Malheureusement, Remember Me a déçu tant les critiques que le public. Après plus de cinq ans de développement, le titre n’a pas atteint les objectifs commerciaux fixés avec son éditeur Capcom. Cette contre-performance a obligé le studio à une restructuration financière difficile. Oskar Guilbert, cofondateur et PDG, expliquera que le studio a dû réduire la taille de ses équipes et repenser sa stratégie de création en privilégiant des projets plus modestes.
C’est dans ce contexte que Don’t Nod a développé deux nouveaux projets à soumettre à un nouvel éditeur.
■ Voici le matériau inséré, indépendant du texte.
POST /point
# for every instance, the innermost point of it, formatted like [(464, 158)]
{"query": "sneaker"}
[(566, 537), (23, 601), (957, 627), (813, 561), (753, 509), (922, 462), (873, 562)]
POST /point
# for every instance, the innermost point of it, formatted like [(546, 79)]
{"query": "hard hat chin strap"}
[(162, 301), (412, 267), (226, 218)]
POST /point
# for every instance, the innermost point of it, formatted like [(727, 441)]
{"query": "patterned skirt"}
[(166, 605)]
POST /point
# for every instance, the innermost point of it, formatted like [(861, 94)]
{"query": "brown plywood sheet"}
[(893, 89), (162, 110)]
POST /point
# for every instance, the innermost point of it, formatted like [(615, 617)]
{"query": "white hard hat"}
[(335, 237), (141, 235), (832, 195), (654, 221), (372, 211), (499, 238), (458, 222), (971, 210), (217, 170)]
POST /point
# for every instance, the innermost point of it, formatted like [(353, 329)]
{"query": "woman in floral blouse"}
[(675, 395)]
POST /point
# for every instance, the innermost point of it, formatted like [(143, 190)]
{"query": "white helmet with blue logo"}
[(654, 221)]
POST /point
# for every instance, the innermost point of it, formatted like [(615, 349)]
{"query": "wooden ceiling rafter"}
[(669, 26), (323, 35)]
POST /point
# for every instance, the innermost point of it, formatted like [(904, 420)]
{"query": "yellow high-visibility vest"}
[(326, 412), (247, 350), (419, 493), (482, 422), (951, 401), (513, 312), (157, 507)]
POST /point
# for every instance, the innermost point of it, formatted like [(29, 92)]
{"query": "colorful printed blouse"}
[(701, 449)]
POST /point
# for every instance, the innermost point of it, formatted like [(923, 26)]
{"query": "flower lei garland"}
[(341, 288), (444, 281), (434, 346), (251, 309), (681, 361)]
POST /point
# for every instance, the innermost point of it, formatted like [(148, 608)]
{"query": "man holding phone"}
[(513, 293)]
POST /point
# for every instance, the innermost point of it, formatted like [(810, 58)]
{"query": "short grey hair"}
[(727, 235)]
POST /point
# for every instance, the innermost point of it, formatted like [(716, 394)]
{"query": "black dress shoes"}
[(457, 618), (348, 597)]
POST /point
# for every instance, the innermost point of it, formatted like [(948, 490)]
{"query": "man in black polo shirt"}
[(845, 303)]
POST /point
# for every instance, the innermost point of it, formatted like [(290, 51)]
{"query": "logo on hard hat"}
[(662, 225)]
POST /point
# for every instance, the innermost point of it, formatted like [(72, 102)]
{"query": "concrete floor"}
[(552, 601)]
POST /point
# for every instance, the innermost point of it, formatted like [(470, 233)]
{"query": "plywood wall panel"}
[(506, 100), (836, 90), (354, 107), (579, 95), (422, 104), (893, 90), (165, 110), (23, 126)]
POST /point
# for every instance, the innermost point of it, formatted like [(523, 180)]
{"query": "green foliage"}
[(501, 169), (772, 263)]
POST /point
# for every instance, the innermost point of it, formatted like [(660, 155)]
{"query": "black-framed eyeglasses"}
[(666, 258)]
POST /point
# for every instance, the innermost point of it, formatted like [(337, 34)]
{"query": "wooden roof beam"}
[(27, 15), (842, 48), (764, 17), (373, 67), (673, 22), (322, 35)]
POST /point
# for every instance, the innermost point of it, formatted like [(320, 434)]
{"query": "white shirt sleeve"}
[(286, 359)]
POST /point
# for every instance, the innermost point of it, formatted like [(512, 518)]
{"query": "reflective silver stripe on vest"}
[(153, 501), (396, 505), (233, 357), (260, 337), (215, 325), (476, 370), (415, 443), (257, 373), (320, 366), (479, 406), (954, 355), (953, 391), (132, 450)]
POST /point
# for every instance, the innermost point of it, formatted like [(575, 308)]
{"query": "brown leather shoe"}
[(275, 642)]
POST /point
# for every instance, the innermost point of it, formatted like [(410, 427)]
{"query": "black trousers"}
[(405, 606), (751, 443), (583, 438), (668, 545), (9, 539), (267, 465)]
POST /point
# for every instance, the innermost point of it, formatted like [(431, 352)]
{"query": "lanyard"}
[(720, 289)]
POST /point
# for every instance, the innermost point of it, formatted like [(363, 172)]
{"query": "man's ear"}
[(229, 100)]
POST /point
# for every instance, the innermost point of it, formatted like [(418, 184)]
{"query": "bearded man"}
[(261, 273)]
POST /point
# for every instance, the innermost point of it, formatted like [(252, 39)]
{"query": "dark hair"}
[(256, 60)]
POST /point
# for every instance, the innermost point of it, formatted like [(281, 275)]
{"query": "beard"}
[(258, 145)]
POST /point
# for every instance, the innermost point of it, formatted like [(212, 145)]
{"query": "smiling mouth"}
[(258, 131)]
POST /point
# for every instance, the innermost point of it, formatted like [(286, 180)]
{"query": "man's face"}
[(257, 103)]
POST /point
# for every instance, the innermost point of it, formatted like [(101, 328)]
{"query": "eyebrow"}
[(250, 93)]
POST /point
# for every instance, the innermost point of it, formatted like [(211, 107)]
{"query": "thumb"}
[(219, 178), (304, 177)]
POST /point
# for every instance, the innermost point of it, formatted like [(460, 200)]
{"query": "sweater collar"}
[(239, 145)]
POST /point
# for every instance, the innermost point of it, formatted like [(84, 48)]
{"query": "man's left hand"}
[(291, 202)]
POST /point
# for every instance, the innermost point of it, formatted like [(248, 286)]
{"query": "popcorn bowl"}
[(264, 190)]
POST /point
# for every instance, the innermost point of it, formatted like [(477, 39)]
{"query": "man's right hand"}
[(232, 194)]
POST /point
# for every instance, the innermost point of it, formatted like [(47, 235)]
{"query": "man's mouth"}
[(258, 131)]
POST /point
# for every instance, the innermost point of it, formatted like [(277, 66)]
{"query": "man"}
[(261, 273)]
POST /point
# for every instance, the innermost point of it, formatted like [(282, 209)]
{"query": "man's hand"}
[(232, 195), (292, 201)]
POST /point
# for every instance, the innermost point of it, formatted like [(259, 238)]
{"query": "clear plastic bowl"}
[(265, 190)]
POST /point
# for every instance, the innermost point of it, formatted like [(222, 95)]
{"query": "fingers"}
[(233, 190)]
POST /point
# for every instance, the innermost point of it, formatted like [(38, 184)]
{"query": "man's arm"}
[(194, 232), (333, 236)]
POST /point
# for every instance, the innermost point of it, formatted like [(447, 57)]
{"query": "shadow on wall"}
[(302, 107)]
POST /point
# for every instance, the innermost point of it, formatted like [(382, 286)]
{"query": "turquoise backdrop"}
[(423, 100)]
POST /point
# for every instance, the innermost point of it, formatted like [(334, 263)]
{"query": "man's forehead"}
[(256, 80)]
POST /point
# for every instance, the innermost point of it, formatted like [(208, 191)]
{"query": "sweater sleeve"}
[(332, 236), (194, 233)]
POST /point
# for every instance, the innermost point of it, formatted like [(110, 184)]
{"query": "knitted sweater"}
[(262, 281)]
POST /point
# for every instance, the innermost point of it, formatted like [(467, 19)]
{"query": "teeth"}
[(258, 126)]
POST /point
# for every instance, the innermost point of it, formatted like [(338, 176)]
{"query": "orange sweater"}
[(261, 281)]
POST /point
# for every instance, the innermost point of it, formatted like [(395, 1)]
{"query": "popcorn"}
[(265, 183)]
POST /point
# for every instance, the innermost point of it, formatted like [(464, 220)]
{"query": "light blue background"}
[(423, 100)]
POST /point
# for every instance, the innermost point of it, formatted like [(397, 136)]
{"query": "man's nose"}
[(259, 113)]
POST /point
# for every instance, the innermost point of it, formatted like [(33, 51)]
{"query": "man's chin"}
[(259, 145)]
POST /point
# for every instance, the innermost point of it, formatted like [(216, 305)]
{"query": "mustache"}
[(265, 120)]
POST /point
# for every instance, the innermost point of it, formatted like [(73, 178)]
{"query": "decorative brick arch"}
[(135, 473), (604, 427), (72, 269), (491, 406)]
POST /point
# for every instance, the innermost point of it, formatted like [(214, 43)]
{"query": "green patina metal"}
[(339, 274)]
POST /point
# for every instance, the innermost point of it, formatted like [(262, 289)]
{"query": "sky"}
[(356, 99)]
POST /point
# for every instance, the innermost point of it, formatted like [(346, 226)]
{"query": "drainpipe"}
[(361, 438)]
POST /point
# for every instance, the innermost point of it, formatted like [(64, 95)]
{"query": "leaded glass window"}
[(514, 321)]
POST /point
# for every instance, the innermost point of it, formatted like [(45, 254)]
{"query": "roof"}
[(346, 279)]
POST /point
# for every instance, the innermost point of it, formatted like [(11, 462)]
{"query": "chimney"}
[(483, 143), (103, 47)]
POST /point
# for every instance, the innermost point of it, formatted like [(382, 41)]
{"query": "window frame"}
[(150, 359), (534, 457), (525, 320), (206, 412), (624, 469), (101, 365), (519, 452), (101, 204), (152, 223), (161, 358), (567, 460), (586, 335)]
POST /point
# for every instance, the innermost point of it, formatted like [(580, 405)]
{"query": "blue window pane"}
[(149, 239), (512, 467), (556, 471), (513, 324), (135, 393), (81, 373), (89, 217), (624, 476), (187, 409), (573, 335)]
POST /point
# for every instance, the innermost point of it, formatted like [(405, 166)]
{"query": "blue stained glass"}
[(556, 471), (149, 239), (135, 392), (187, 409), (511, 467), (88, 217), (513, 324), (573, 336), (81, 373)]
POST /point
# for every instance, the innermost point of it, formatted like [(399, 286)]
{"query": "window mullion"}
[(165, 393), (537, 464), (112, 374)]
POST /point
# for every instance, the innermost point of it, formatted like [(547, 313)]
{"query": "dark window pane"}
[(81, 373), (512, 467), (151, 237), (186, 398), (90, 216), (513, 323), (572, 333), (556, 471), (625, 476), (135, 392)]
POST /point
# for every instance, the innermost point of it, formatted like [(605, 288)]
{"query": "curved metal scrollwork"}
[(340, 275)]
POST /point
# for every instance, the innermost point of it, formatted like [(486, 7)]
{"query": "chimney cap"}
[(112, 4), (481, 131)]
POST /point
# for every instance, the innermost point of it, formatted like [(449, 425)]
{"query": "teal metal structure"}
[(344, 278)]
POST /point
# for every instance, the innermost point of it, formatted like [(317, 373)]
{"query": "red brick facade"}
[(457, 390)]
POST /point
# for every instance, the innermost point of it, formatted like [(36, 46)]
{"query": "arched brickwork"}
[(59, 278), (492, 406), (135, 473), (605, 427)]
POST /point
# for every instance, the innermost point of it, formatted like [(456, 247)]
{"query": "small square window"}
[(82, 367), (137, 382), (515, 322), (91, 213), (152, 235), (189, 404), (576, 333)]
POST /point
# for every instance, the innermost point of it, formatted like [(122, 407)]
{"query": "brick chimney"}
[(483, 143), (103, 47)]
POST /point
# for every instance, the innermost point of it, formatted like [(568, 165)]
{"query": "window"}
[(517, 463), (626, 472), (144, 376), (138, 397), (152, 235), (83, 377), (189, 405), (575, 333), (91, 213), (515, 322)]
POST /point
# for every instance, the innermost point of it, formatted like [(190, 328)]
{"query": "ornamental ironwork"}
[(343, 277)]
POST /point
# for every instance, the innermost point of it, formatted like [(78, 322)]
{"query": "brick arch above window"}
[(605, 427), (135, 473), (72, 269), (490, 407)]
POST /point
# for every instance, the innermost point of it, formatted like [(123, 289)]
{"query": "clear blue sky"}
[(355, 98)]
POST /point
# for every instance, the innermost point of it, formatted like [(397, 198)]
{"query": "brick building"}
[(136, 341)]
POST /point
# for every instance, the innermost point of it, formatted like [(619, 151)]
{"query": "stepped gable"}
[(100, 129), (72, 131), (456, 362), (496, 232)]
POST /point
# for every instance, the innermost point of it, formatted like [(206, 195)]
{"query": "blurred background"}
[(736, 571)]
L’un semblait ambitieux, tandis que l’autre, intitulé What If et porté par une petite équipe de 15 personnes, constituait un jeu narratif dont les brouillons existaient depuis avant la sortie de Remember Me. Le studio envisageait d’autoéditer ce second projet, jugé difficile à commercialiser. Lors de discussions avec Square Enix, les représentants ont d’abord présenté le projet ambitieux, lequel a été rejeté. En dernier recours, ils ont mentionné le jeu narratif. Cette décision s’avérera déterminante : Square Enix a choisi de soutenir ce qui deviendrait Life is Strange.
Le projet reposait sur deux principes fondamentaux : permettre au joueur de réécrire l’histoire et incarner une protagoniste féminine. Cette dernière exigence s’était déjà heurtée à une résistance lors de Remember Me, la plupart des éditeurs préférant un héros masculin pour minimiser les risques commerciaux. Don’t Nod a maintenu sa position, affirmant que la dimension émotionnelle du jeu justifiait ce choix. La mécanique centrale reposait sur une capacité de rembobinage du temps inspirée par le concept de manipulation mémorielle de Remember Me, mais en l’étendant à la réalité elle-même, permettant à Max de modifier l’avenir.
Pendant dix-huit mois, l’équipe agrandie a développé le projet, définissant une approche narratif peu encline à la résolution d’énigmes, contrairement aux tendances de l’époque. Don’t Nod a concentré ses efforts sur la narration et l’immersion, inspirée des romans visuels mais offrant l’incarnation d’un personnage. Le format épisodique, novateur à l’époque, a également imposé une nouvelle norme dans le secteur.
Lors de sa sortie le 30 janvier 2015, le premier épisode a reçu des critiques positives. Les ventes ont décollé progressivement, atteignant le million d’exemplaires après le troisième épisode. En 2023, Don’t Nod annonçait fièrement avoir rassemblé plus de 20 millions de joueurs autour de cette petite histoire initialement risquée. Le créateur de Nier, Yoko Taro, compte lui-même le jeu parmi ses préférés.
Life is Strange a transformé Don’t Nod, le dotant des moyens d’autoédition et de soutien à d’autres projets. Bien que le studio ait connu des difficultés récemment, l’influence du jeu sur l’industrie des jeux narratifs reste considérable. Aucun titre ultérieur n’a détrôné Max du cœur des amateurs, expliquant pourquoi Deck Nine a décidé neuf ans après de réunir Max et Chloé dans un nouvel épisode, misant sur la nostalgie pour perpétuer la franchise.